4. Bake the cheese piles until golden brown and crispy. Cheese will start melting together first and then crisp.
5. Let cool and enjoy!

Not only are these cheese crisps gluten free, but they’re probably way more low-calorie than your average store-bought cheese cracker, and they taste EXACTLY THE SAME. You also have the flexibility of sizing them the way that you like to control your portions as you like. Bon apetit! ❤ 

I am constantly asked why I cannot just eat at potlucks or catered lunches…

And the reason being is that I have Celiac Disease.

It’s not a huge deal, really. It’s just that I need to carefully find out what ingredients are in almost everything that I eat. (On top of that, I have tons of food allergies that are serious and also random and strange — coconut, chamomile, coffee, chipotle peppers ONLY in dried chipotle form, dairy on occasion, and almonds only if I consume too many.) I have to sadly decline and either eat my packed emergency meal or go elsewhere for a while and find my own food until meal time is done for everyone.
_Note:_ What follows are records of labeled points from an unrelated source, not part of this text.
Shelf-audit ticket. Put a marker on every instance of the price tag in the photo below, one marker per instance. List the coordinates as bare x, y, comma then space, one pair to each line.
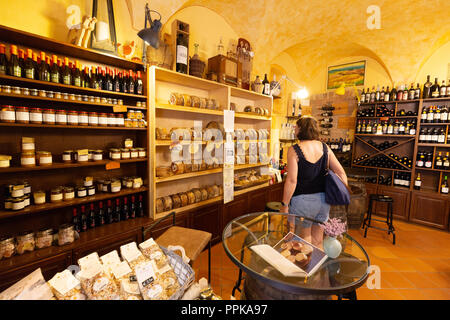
112, 165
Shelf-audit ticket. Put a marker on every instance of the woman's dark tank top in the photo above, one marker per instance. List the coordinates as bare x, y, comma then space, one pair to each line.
310, 176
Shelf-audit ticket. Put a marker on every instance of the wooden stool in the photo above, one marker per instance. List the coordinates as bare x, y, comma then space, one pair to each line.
389, 215
193, 241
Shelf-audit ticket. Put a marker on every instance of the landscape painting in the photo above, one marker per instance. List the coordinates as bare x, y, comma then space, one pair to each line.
350, 74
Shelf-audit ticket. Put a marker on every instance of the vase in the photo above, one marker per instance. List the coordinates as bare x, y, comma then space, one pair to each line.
332, 247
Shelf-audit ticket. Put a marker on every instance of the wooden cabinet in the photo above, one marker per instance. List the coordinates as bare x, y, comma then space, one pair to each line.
49, 266
430, 209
People think I spend a fortune on food, which to a degree is true, but not entirely. Eating gluten free is not as expensive as it is cracked up to be.  You can avoid gimmicks (all of those stupid things marked “gluten free,” such as specially branded corn tortillas are a load of pishposh — you can get corn tortillas at any supermarket, and I can guarantee you that 90% of corn tortillas on the market are likely not gluten-tainted), and start buying natural foods. Fruits, vegetables, and proteins are generally not gluten free in their natural states. Neither are rice, corn, quinoa, millet, amongst other things. A gluten free meal can be cheap and easy to prepare.

With that, I would like to offer you all some recipes that I would to share, epiphanies in my gluten free journey, and silly confessions of a Celiac living a busy Los Angeles lifestyle.